Go4Expert

Go4Expert (http://www.go4expert.com/)
-   C++ (http://www.go4expert.com/forums/cpp/)
-   -   Intersection of two strings (http://www.go4expert.com/forums/intersection-strings-t18656/)

CrazyGal 22Jul2009 19:12

Intersection of two strings
 
Hi,

Could someone tell me if there's a better way of doing this? I was asked this question in an interview and I wrote a piece of code of O(n2).

Code:

// This function returns a new string of the common alphabets found in a and b
char* intersection(char*a, char* b)
{
  static char temp[20];
  int i = 0;
  if ( (a==NULL) || (b==NULL))
        exit(0);
  else
    {
        while ( a != NULL)
        {
              if(strchr(b, *a))
              {
                    temp[i] = *a;
                    i++;
                    a++;
              }
        } 
    }

    return temp;
}

Thanks,
Tina

CrazyGal 22Jul2009 19:14

Re: Intersection of two strings
 
Resending the query with code tags.

Intersection of two strings
Hi,

Could someone tell me if there's a better way of doing this? I was asked this question in an interview and I wrote a piece of code of O(n2).

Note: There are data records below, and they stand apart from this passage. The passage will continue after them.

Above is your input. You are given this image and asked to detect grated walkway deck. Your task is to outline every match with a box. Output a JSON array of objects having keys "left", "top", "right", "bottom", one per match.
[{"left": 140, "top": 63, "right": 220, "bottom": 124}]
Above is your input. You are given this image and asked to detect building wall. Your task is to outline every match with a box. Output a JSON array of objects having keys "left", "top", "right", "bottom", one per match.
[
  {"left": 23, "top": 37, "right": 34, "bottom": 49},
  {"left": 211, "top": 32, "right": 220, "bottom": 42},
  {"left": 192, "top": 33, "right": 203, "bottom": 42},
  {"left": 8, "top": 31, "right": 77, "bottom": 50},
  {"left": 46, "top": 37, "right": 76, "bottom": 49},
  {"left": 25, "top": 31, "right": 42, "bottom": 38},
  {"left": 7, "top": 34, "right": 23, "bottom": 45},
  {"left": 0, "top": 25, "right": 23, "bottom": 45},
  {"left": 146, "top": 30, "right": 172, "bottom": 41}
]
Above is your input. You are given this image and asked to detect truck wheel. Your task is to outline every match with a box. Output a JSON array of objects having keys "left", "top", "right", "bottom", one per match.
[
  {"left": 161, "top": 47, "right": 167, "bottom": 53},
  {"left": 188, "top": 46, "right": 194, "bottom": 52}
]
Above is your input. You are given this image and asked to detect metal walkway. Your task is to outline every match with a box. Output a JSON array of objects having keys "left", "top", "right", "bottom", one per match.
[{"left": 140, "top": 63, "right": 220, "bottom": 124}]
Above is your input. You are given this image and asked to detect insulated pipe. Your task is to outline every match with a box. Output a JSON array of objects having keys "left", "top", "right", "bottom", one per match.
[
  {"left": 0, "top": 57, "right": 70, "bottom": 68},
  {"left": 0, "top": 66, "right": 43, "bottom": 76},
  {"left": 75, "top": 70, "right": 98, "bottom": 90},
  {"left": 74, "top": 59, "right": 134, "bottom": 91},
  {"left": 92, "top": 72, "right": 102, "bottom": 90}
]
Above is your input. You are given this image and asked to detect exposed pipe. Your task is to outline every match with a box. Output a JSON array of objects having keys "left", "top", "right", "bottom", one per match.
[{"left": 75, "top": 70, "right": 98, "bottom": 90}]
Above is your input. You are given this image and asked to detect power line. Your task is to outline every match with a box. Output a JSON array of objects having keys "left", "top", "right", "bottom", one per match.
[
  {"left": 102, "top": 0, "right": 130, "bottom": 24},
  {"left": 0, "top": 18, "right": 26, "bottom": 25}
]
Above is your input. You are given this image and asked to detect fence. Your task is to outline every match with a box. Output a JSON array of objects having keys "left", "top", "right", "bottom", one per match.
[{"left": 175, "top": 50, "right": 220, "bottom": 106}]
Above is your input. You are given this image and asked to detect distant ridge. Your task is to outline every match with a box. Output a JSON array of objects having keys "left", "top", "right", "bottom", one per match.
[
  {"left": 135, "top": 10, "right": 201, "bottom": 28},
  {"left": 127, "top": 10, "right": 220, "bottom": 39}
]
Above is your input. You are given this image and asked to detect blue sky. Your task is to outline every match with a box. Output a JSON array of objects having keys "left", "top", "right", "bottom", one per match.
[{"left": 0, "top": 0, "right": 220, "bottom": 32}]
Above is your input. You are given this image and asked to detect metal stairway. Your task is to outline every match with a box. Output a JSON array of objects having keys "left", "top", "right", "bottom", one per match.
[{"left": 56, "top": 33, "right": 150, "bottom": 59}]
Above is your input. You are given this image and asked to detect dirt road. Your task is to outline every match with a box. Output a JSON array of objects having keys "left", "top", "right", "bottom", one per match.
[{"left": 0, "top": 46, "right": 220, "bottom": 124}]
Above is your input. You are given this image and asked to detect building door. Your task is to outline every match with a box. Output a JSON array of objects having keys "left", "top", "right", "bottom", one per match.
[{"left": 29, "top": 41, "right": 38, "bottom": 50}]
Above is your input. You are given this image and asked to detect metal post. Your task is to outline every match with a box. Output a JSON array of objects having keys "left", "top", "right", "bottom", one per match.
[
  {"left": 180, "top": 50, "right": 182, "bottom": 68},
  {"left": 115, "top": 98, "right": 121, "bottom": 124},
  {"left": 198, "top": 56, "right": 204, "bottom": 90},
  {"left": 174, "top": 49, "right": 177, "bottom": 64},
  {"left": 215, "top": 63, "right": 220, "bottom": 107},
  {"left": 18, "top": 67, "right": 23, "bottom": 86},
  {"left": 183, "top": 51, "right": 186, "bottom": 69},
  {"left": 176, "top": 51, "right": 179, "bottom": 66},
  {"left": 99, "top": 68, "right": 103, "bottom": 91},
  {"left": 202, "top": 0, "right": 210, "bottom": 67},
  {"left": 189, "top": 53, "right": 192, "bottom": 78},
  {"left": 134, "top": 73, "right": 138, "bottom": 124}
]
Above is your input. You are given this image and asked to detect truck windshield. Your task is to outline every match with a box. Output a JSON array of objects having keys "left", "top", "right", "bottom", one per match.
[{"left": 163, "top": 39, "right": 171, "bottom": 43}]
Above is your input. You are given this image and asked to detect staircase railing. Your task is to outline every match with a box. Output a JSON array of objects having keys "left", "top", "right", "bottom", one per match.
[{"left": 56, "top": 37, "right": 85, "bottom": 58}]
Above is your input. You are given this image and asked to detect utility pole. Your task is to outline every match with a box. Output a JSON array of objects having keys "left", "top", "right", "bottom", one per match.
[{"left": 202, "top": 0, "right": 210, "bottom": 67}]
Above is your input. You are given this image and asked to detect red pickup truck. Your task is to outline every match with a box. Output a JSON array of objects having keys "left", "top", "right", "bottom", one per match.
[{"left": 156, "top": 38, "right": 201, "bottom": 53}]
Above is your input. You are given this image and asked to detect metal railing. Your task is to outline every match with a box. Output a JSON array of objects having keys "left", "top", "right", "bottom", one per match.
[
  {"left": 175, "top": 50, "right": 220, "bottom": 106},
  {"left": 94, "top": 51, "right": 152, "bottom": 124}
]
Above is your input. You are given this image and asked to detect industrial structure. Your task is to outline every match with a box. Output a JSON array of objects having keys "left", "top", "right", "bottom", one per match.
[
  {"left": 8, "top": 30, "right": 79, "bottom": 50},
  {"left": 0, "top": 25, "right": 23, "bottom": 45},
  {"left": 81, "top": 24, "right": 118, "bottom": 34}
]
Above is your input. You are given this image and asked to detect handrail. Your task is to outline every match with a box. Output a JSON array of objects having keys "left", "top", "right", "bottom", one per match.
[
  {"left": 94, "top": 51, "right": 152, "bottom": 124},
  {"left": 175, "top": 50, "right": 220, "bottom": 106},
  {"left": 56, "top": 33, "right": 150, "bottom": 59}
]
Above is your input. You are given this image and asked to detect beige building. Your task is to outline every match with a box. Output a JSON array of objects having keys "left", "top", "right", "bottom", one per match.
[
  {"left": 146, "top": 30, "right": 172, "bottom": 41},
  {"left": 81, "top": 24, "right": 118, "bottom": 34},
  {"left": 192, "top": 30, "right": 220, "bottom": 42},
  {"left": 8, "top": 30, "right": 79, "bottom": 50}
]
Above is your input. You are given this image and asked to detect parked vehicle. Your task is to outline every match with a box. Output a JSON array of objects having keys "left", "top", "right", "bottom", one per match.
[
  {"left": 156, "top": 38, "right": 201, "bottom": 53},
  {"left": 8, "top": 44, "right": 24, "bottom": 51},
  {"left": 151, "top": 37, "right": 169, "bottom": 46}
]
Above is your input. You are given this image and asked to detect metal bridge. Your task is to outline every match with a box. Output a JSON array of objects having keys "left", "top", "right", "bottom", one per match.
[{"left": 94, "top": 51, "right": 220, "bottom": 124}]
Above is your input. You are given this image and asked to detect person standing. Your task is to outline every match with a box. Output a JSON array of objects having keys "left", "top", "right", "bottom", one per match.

// This function returns a new string of the common alphabets found in a and b
Quote:

char* intersection(char*a, char* b)
{
static char temp[20];
int i = 0;
if ( (a==NULL) || (b==NULL))
exit(0);
else
{
while ( a != NULL)
{
if(strchr(b, *a))
{
temp[i] = *a;
i++;
a++;
}
}
}

return temp;
}
Thanks,
Tina

SaswatPadhi 22Jul2009 20:30

Re: Intersection of two strings
 
I think this will work too :
Code: C++

#include <algorithm>
#include <iostream>
#include <iterator>
#include <set>
#include <string>

using namespace std;

int main()
{
    string a = "abcdk57";
    string b = "abcdek5";
    string c;

    set_intersection(
        a.begin(), a.end(),
        b.begin(), b.end(),
        back_inserter(c));

    cout << c << '\n';
}


CrazyGal 23Jul2009 18:10

Re: Intersection of two strings
 
Yea, true. But could there be some way which doesn't use the standard calls?

Thanks,
Tina

SaswatPadhi 23Jul2009 20:26

Re: Intersection of two strings
 
Hi Tina,

So, you want it without using STL calls.
Now, I have quite a few things to discuss :

(1) What exactly do you want your func to return ?? Please answer the example :
Let StringA = "THIS IS COOL"
And String B = "THIS IS NOT COOL"
What do you want your func to return ??

I think if you want to return "Intersection", you should return : "CHILOST" (only the common characters). But, you code (though has a small error) returns "THIS IS COOL".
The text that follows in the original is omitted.